Kepala Dinas Sosial Kabupaten Pandeglang, Nuriah. (RRI/Dendy)

KBRN, Pandeglang: 77.196 Nomor Induk Kependudukan (NIK) calon penerima Bantuan Sosial (Bansos) di Kabupaten Pandeglang, terancam tidak bisa mendapatkan bantuan. Soalnya NIK mereka dinyatakan invalid.

Kepala Dinas Sosial (Dinsos) Kabupaten Pandeglang Nuriah menuturkan, saat awal verifikasi, ada 521.721 Data Terpadu Kesejahteraan Sosial (DTKS) yang harus diperbaiki dengan cara melakukan sinkronisasi dengan data di Disdukcapil.

Baca juga: Belanja Hibah Bansos di Pandeglang Tahun 2021 Terancam Akibat Refocusing

Dari jumlah itu, ada 286.500 data yang sinkron dan 77.196 NIK invalid atau tidak sinkron. Hasil verifikasi juga menunjukkan ada 1.642 warga calon penerima Bansos yang sudah meninggal, 55.192 diusulkan dihapus, dan 5.930 yang belum punya KTP elektronik.

“Kami juga prihatin karena masih banyak data yang tidak sinkron dengan Disdukcapil ditambah masih banyak warga yang belum punya KTP,” jelas Nuriah.

Nuriah mengakui NIK yang tidak padan dengan Disdukcapil akan menyebabkan Bansos tidak akan tersalur. Begitu juga dengan yang tidak punya KTP, sampai kapan pun tidak akan mendapatkan Bansos.

“Masyarakat miskin akan kecewa karena awalnya dapat bantuan tapi sekarang malah tidak kerena datanya tidak padan. Perbaikan data tetap akan kami lakukan karena kalau tidak sampai kapanpun bansos tidak akan tepat sasaran,” tegasnya.

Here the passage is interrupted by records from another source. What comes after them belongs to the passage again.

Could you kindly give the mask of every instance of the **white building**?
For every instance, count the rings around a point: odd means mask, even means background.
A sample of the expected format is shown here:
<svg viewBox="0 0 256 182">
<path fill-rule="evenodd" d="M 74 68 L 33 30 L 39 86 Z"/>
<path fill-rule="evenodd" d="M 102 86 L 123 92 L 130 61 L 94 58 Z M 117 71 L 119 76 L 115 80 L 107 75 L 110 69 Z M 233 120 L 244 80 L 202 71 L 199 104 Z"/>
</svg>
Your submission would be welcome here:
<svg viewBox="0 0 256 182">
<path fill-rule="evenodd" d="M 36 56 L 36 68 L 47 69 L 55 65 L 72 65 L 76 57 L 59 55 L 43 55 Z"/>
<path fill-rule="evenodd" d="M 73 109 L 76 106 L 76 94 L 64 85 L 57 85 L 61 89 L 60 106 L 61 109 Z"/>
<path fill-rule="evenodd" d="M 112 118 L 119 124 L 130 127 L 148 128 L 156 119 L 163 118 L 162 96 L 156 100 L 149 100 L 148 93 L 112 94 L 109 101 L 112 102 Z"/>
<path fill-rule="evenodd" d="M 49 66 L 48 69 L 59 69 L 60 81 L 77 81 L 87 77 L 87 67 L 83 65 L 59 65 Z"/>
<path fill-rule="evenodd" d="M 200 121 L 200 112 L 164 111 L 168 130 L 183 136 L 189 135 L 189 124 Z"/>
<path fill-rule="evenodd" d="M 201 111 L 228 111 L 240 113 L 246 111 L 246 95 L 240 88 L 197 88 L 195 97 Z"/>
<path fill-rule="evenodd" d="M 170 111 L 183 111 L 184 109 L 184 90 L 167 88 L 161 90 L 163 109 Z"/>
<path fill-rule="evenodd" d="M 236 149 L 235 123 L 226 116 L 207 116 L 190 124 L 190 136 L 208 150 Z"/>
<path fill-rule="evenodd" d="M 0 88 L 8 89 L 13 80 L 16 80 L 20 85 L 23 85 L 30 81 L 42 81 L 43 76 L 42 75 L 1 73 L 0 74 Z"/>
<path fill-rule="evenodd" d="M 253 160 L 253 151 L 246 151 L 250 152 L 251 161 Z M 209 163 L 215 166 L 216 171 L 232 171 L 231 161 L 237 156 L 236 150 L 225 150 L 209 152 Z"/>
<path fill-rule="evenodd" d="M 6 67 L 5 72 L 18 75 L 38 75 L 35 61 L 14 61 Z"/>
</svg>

Baca juga: Banten Alokasikan 56 M dari APBD untuk Bansos

Namun dia memastikan, proses perbaikan DTKS terus dilakukan. Bahkan sampai saat ini dia menyebut proses perbaikan sudah mencapai 81,74 persen dan tertinggi se-Provinsi Banten. Adapun supaya persoalan ini segera ada titik terang, Nuriah menyatakan Dinsos sudah mengirim data by name by address NIK yang tidak padan ke Disdukcapil.

“Kalau sudah padan akan dilanjut input oleh operator. Pemkab Pandeglang bangga dengan kinerja operator desa, Pendamping PKH, TKSK, pendamping bansos pangan, PSM fasilitator, operator kabupaten serta camat yang memfasilitasi perbaikan DTKS,” tutupnya.